Tinyhood turned expert courses into a top-selling digital parenting library. With nearly $8M in funding, Tinyhood is positioning itself as the MasterClass of modern parenting—minus the celebrity chefs, plus the lactation consultants.
Nanit moved from baby monitors to behaviori nsights and is now is moving beyond sleep into full-stack parenting intel. The dashboard is just the beginning.

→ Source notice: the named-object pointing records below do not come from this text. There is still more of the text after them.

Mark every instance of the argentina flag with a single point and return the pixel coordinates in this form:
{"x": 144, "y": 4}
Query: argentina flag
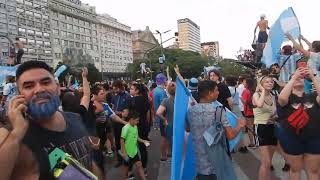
{"x": 286, "y": 23}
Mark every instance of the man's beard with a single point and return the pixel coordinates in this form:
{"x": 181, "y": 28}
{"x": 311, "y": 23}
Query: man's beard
{"x": 44, "y": 110}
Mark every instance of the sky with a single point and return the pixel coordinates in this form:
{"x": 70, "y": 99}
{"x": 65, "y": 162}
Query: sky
{"x": 231, "y": 22}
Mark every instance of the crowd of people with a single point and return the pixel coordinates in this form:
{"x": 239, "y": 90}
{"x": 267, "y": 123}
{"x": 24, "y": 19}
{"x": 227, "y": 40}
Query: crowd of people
{"x": 42, "y": 120}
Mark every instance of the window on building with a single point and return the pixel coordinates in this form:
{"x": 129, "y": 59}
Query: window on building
{"x": 76, "y": 28}
{"x": 69, "y": 26}
{"x": 63, "y": 33}
{"x": 70, "y": 35}
{"x": 30, "y": 31}
{"x": 55, "y": 31}
{"x": 37, "y": 15}
{"x": 39, "y": 42}
{"x": 57, "y": 55}
{"x": 30, "y": 50}
{"x": 28, "y": 3}
{"x": 88, "y": 31}
{"x": 47, "y": 44}
{"x": 31, "y": 41}
{"x": 54, "y": 23}
{"x": 38, "y": 33}
{"x": 62, "y": 16}
{"x": 56, "y": 41}
{"x": 22, "y": 30}
{"x": 64, "y": 43}
{"x": 29, "y": 13}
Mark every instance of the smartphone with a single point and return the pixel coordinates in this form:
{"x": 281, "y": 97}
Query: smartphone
{"x": 301, "y": 64}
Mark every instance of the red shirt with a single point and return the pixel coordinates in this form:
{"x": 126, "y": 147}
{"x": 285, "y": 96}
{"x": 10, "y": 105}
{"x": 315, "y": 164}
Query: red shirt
{"x": 246, "y": 95}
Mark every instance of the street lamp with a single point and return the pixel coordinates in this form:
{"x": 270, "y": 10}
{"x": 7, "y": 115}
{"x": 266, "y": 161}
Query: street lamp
{"x": 147, "y": 52}
{"x": 161, "y": 43}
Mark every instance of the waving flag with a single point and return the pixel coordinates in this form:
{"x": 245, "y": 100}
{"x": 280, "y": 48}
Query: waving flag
{"x": 182, "y": 167}
{"x": 286, "y": 23}
{"x": 7, "y": 71}
{"x": 233, "y": 120}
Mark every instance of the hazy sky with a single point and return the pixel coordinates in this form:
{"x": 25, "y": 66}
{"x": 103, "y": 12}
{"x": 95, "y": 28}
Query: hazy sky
{"x": 231, "y": 22}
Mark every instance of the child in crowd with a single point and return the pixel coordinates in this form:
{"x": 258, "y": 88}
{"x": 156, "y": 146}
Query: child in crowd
{"x": 129, "y": 145}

The global parenting products market is projected to reach $180B by 2030.
Media Moves
Ms. Rachel got a Netflix deal. Dr. Becky’s podcast charts weekly. Lisa Damour’s books are staples for parents of tweens and teens. Parenting isn’t just personal—it’s programming.
Ms. Rachel’s YouTube channel has 12M+ subscribers, over 3 billion views—she just got a toy deal.
Momstincts: Where This Is Headed + Why
AI Is Coming for Your Parenting Questions
Forget Google spirals—AI parenting assistants are being trained to answer questions with expert-backed nuance. Tools like Owlet and Huckleberry are already in-market, promising personalized advice based on child age, mood, and even nap patterns.
The AI baby monitor market is forecast to grow 12% year over year through 2027.
Expect Coaches, Not Just Courses
Therapist-adjacent parenting coaches are moving from niche to norm. Think Slack groups for toddler meltdowns, live weekly Q&As, and monthly “strategy calls” for navigating screen time.
The term “parenting coach” has seen a 94% increase in Google searches over the past two years.
Institutional Distrust Breeds Industry
From formula recalls to pediatric contradictions, modern parents don’t trust anyone. Enter: the independent expert. One who explains things in plain English, backs it with studies, and has a “no shame, just science” ethos.
85% of millennial parents say they’ve made a parenting decision based on advice from a creator they follow online.
TL;DR:
Parenting advice used to be free—and came with a side of unsolicited judgment. Now it’s optimized, monetized, and backed by pitch decks. Motherhood has become a performance of care, one that’s as much about optics as it is about outcomes. The experts we follow aren’t just shaping our parenting—they’re shaping our identity, too.